With wildlife found nowhere else on the planet and more ancient families of flowering plants than the Amazon jungle, Australia’s Daintree Rainforest is an ecological wonder. But it’s under threat. Here’s how the team at Rainforest Rescue are working to rescue and restore the world’s oldest living tropical rainforest.
I once dated a wildlife cinematographer who spent nine months stowed away in the thickest pockets of the Daintree Rainforest, sweating it out in camouflaged hides, trying to capture footage of the elusive cassowary bird.
And while the romantic relationship didn’t last, my affection and fascination with the cassowary—in particular the southern cassowary, endemic to Australia’s northeastern Wet Tropics—has endured.
In broad strokes, the solitary southern cassowary is like an emu, but bigger. An adult female can weigh up to 180 pounds (85 kilograms), and can stand upwards of six feet tall. The cassowary is basically a dinosaur, and is, in fact, a descendant from the Cretaceous period, when the T-rex still stomped its way through North America.
The evolutionary beauty of this bird is in the detail though: The white casque, grown like a keratinous helmet, is used as a weapon in dominance disputes, protects the cassowary’s head from the forest underbrush, and is even believed to amplify deep sound—their ‘boom’ is the lowest-frequency bird call on record. Then there’s the five-inch dagger-like claws, the porcupine-esque quills, and the legs that can propel the flightless bird up to seven feet in the air on a single jump.
And yet despite being able to claw, jump and swim, the southern cassowary is endangered, at risk of extinction.
“Cassowaries are remarkable birds, and they’re ancient,” Branden Barber, CEO of non-profit Rainforest Rescue tells me. “But the two biggest threats to cassowaries, other than habitat loss, are cars and dogs. And that’s because people insist on putting roads everywhere and insist on letting their dogs run free, even in a national park.”
“There’s a really interesting difference between walking in the Amazon [jungle] and the Daintree,” says Barber, a lifelong environmentalist, originally from California. “When I was in the Amazon, I always felt like I had to watch my back—it feels like a teenager, there’s a lot of chaos. But the Daintree feels like an elder, there’s a lot of tranquility here.”
When you consider that this is the world’s oldest continuously living tropical rainforest, the elder status makes sense. “It has that sense of embodiment,” says Barber.
“But the short story,” he continues, “is that land has been cleared without really considering nature’s requirements forever. Because capital is more important than nature; because capital is the one wielding the dozer blades. The Daintree isn’t being destroyed like other rainforests, but the threats we face are still real, whether it’s from development or traffic.”

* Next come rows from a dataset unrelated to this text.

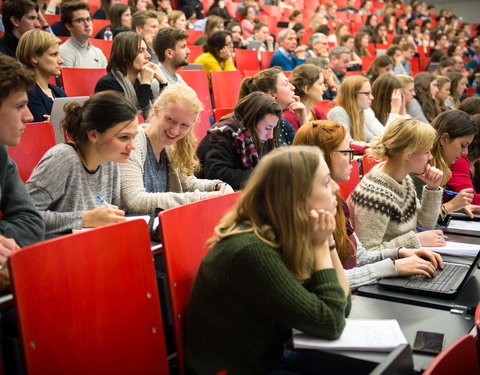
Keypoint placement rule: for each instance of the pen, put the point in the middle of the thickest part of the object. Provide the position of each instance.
(102, 201)
(424, 230)
(449, 192)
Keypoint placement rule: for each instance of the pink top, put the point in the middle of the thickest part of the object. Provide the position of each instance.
(462, 178)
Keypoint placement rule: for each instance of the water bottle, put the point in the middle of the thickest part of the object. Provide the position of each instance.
(107, 35)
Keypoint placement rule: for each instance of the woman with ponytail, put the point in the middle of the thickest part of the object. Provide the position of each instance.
(362, 266)
(69, 177)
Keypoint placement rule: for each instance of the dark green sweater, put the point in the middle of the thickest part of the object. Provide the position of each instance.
(245, 302)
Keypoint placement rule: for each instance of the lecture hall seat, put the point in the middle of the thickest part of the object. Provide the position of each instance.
(88, 303)
(183, 254)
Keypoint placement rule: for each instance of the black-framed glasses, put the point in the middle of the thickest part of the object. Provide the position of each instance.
(348, 153)
(82, 20)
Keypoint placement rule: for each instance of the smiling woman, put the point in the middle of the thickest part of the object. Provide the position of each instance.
(65, 183)
(158, 175)
(39, 51)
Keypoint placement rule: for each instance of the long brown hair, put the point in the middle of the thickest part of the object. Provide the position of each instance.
(328, 135)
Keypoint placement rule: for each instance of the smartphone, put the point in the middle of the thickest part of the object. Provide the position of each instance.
(428, 342)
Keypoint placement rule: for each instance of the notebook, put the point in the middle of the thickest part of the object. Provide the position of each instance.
(447, 283)
(57, 114)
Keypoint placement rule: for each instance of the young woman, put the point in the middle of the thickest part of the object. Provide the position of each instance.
(444, 84)
(354, 112)
(38, 50)
(274, 83)
(384, 204)
(465, 171)
(272, 267)
(455, 132)
(423, 106)
(236, 143)
(309, 86)
(218, 53)
(362, 267)
(458, 86)
(65, 183)
(158, 175)
(120, 17)
(131, 72)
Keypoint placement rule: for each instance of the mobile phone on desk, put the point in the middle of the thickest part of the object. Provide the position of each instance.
(428, 342)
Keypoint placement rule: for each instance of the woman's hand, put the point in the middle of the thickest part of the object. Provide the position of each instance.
(102, 215)
(431, 238)
(459, 201)
(432, 257)
(432, 177)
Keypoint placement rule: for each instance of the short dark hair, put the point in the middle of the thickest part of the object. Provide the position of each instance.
(14, 77)
(67, 9)
(17, 9)
(167, 38)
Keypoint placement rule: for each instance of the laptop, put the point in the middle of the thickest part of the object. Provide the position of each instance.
(446, 284)
(57, 114)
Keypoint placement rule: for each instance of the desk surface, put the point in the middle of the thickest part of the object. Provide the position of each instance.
(411, 319)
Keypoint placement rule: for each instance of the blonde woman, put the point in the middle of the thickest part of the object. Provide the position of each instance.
(158, 175)
(272, 266)
(354, 112)
(384, 204)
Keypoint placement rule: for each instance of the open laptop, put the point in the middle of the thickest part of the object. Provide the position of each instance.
(58, 114)
(446, 284)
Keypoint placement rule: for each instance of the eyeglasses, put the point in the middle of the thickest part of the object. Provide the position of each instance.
(348, 153)
(82, 20)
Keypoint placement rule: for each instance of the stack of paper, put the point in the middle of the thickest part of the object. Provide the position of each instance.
(456, 248)
(359, 334)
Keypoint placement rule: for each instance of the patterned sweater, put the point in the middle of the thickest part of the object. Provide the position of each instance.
(386, 212)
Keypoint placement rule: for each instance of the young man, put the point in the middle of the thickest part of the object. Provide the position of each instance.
(19, 16)
(170, 45)
(145, 23)
(77, 51)
(20, 223)
(288, 55)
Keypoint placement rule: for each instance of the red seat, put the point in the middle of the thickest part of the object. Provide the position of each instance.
(183, 254)
(197, 80)
(81, 82)
(37, 139)
(460, 357)
(348, 186)
(226, 87)
(246, 59)
(94, 307)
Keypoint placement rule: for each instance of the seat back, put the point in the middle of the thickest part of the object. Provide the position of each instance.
(37, 138)
(460, 357)
(226, 87)
(88, 303)
(348, 186)
(184, 252)
(246, 59)
(80, 81)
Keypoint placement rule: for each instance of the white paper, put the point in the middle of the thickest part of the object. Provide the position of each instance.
(465, 225)
(456, 248)
(359, 334)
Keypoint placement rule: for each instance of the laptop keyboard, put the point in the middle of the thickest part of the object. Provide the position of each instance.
(436, 283)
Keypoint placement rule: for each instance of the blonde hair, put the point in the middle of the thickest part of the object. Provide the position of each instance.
(347, 98)
(404, 136)
(183, 157)
(34, 43)
(278, 217)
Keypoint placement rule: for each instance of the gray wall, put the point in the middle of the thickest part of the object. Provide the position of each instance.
(469, 10)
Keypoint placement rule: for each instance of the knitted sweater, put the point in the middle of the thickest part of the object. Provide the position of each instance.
(386, 212)
(62, 188)
(182, 190)
(245, 302)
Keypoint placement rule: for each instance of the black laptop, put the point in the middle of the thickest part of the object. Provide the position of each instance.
(446, 284)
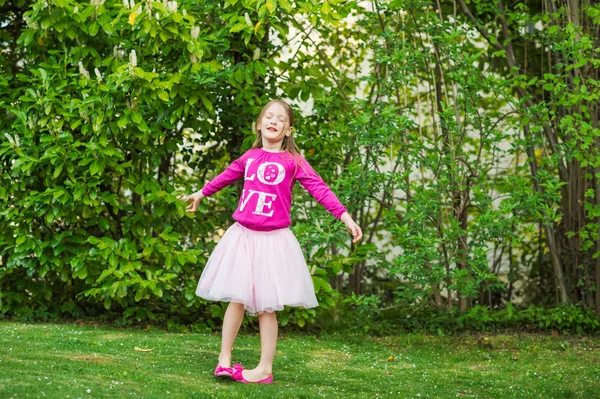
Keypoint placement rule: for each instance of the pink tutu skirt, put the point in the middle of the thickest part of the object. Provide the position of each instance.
(264, 270)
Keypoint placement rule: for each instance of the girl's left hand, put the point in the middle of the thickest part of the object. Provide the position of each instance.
(352, 227)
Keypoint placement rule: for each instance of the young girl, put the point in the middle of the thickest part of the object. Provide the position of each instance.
(258, 264)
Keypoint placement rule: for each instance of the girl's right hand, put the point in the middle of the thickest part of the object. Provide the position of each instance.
(195, 201)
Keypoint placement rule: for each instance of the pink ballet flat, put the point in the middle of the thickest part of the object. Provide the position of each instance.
(237, 375)
(226, 371)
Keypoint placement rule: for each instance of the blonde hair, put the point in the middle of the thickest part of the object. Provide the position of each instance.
(288, 144)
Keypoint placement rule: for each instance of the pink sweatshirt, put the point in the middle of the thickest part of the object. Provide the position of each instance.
(268, 181)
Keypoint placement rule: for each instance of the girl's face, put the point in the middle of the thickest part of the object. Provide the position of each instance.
(274, 124)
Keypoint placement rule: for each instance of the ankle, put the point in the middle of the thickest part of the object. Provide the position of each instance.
(225, 360)
(264, 370)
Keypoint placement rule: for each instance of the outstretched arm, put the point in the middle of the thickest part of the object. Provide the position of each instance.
(233, 172)
(313, 183)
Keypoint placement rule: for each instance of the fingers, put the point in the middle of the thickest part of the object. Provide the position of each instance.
(193, 206)
(356, 232)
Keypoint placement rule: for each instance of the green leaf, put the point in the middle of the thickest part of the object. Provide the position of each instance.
(93, 28)
(163, 95)
(206, 103)
(136, 116)
(58, 170)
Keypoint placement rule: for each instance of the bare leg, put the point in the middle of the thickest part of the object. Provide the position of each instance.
(231, 325)
(268, 342)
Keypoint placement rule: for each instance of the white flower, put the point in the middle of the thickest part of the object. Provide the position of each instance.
(195, 32)
(83, 71)
(9, 137)
(133, 58)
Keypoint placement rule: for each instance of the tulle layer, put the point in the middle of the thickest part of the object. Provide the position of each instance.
(264, 270)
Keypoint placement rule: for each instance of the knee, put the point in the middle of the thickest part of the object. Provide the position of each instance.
(236, 306)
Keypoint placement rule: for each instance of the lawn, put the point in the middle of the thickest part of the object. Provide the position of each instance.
(87, 361)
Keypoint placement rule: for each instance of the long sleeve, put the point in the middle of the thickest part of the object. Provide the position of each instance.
(233, 172)
(313, 183)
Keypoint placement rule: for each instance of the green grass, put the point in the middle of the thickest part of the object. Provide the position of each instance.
(83, 361)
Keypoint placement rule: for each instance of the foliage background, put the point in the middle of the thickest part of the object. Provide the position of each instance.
(462, 137)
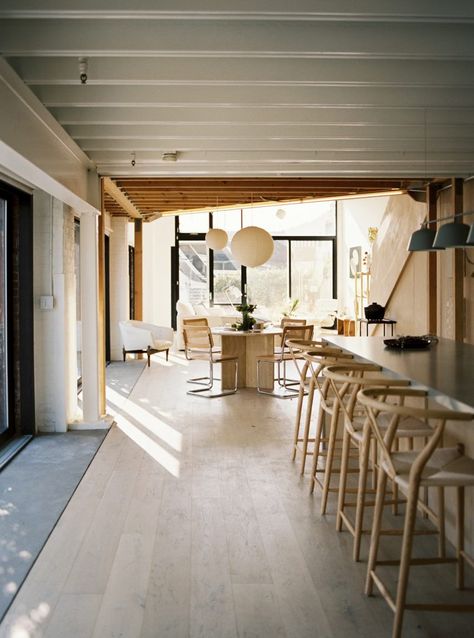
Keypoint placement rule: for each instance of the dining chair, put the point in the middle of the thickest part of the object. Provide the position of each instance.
(429, 466)
(319, 390)
(346, 380)
(286, 387)
(199, 345)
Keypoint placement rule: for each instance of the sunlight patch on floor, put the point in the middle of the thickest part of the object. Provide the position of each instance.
(153, 424)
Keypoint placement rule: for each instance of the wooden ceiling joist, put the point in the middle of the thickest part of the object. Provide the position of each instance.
(155, 196)
(113, 192)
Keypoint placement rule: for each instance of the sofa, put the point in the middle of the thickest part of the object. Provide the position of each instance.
(216, 316)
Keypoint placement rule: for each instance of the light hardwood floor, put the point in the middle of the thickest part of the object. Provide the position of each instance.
(193, 522)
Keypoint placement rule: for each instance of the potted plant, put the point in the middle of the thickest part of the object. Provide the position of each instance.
(248, 321)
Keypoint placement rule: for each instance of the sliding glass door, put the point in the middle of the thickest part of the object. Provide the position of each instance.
(4, 399)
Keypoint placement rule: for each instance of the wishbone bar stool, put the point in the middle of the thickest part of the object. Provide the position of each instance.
(429, 466)
(286, 387)
(317, 360)
(347, 380)
(298, 348)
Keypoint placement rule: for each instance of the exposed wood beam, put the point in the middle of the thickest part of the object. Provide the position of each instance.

There was the protection of Lot 8 Idriess Close, which is now conserving almost 12 hectares of precious habitat for creatures like the Bennet’s tree-kangaroo and, yep, the cassowary. 110 Cape Tribulation Road is 30 hectares of former sugarcane farming land, five hectares of naturally regenerated habitat and 25 hectares that can be restored, which Rainforest Rescue plan on reviving one seedling at a time.
Then there’s Kurranji Bubu, formerly known as Lot 46.
“In Yalanji language, ‘kurranji’ means ‘cassowary’ and ‘bubu’ means ‘land’, so this is cassowary land,” says Barber. “This was the first property we engaged in restoration on… it was 27 hectares, located in the World Heritage Area and used to be a palm tree plantation. We had to remove dozens of trucks of garbage. It was a mess, but through a lot of hard work and years of time, energy and money, we cleaned it up and turned it into a beautiful rainforest again.”